The City of High Point announced this week that all passengers using High Point Transit will continue to be required to wear a mask.
And, while that’s been the rule for a while, transit officials stressed this week that those who fail to do so are now in violation of federal law.
On Monday, Feb. 1, the Centers for Disease Control and Prevention (CDC) issued an order that requires all travelers on public transportation systems in the US to wear a mask to mitigate the risk of COVID-19.
“Because of this, refusing to wear a mask is now a violation of federal law,” states a press release/public warning issued by the City of High Point. “Passengers must wear masks covering both the mouth and nose when awaiting, boarding, traveling on or disembarking public transit vehicles. People must also wear masks when entering or on the premises of a transportation hub in the United States.”

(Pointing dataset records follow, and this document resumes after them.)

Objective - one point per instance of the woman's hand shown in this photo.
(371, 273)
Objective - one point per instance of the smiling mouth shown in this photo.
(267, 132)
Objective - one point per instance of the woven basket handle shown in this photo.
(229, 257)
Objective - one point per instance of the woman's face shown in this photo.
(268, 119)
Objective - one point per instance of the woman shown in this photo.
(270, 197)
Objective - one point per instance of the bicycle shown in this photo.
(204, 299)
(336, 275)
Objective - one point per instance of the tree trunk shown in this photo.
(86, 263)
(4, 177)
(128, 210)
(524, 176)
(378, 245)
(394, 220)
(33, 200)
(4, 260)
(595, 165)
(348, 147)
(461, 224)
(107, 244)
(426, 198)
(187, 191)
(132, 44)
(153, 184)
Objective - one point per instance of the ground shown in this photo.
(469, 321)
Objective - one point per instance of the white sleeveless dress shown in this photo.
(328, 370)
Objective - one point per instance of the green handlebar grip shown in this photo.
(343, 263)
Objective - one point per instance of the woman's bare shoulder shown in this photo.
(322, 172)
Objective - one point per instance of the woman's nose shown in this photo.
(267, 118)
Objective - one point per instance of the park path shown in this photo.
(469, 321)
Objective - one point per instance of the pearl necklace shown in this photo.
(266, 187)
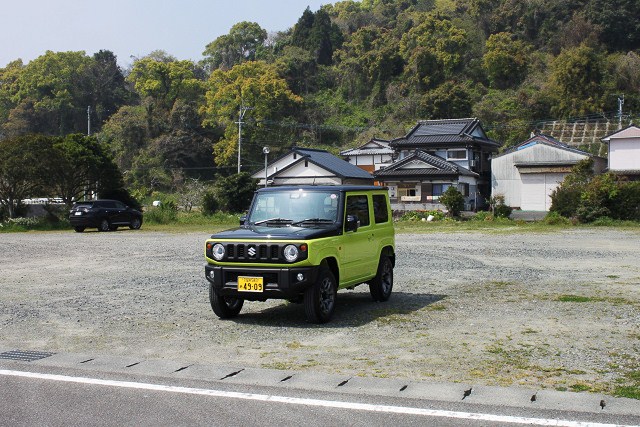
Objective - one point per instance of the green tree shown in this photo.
(317, 34)
(235, 192)
(505, 60)
(578, 80)
(166, 82)
(255, 84)
(76, 163)
(50, 85)
(21, 174)
(447, 100)
(433, 49)
(240, 45)
(565, 199)
(453, 200)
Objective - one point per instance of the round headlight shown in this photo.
(217, 251)
(291, 253)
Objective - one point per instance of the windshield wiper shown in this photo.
(275, 220)
(317, 220)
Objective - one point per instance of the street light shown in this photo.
(265, 150)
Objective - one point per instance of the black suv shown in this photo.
(104, 215)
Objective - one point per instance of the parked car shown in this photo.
(303, 244)
(104, 215)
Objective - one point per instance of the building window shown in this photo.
(380, 212)
(456, 154)
(438, 189)
(359, 207)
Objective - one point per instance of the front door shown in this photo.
(359, 251)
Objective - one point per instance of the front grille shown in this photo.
(253, 252)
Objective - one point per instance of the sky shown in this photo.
(133, 28)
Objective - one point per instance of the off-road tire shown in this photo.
(224, 307)
(135, 223)
(104, 225)
(320, 299)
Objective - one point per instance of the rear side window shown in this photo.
(380, 212)
(359, 207)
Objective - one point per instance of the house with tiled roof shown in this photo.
(437, 154)
(527, 173)
(624, 152)
(302, 166)
(371, 156)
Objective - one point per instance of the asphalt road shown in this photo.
(70, 389)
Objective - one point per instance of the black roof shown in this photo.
(445, 133)
(441, 167)
(321, 188)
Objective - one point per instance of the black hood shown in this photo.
(259, 232)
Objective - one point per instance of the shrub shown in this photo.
(235, 192)
(209, 204)
(164, 214)
(554, 218)
(420, 215)
(498, 208)
(453, 200)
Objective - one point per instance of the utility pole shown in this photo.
(620, 104)
(89, 120)
(242, 110)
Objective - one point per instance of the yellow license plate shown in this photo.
(250, 284)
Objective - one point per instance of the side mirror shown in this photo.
(352, 223)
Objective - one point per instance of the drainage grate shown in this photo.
(25, 356)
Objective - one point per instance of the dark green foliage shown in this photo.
(498, 208)
(234, 193)
(565, 199)
(209, 204)
(453, 200)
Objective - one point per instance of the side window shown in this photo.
(358, 206)
(380, 212)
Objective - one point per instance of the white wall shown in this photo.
(624, 154)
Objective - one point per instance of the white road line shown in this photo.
(308, 402)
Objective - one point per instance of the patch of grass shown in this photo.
(574, 298)
(580, 387)
(630, 392)
(294, 345)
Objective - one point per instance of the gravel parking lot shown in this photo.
(558, 310)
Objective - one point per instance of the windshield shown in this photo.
(297, 207)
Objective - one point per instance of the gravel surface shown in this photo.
(558, 310)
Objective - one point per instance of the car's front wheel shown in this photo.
(223, 306)
(381, 285)
(104, 225)
(135, 223)
(320, 299)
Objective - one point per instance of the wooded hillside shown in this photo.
(339, 76)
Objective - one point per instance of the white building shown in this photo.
(527, 173)
(308, 166)
(624, 152)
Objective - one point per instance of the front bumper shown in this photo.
(279, 283)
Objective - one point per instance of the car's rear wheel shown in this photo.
(135, 223)
(224, 307)
(381, 285)
(104, 225)
(320, 299)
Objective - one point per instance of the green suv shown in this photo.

Last year, when the coronavirus restrictions dramatically affected life in the US, there were strikingly different approaches taken by communities as to how to address the threat of the virus. When President Joe Biden entered office last month, one of his stated goals was for there to be more ubiquity nationally in the response, and this federal law requiring masks on public transportation is one instance of that.
According to High Point Transit system staff, they will deny boarding to passengers who aren’t wearing a mask. Also, passengers who don’t wear a mask correctly while onboard will be asked to get off at the next stop. In addition, transit staff will ask passengers who aren’t wearing masks to leave the terminal.
Failure to comply with the mask requirement can result in civil penalties ranging from $250 for the first offense – up to $1,500 for repeat offenders.
Exceptions will be made for small children 2 years old or younger, as well as for those with a disability who can’t safely wear a mask because of the disability as defined by the Americans with Disabilities Act.
High Point’s press release offered quite a few specifics regarding compliance under the new law: “According to the CDC Order, face masks should cover the nose and mouth and fit snugly against the sides without gaps. Masks can be either manufactured or homemade and should be a solid piece of material without slits, exhalation valves, or punctures. While medical masks and N-95 respirators fulfill CDC and TSA’s requirements, face shields and/or goggles are not an acceptable substitute for the use of a mask; however, they may be used in addition to an acceptable mask.”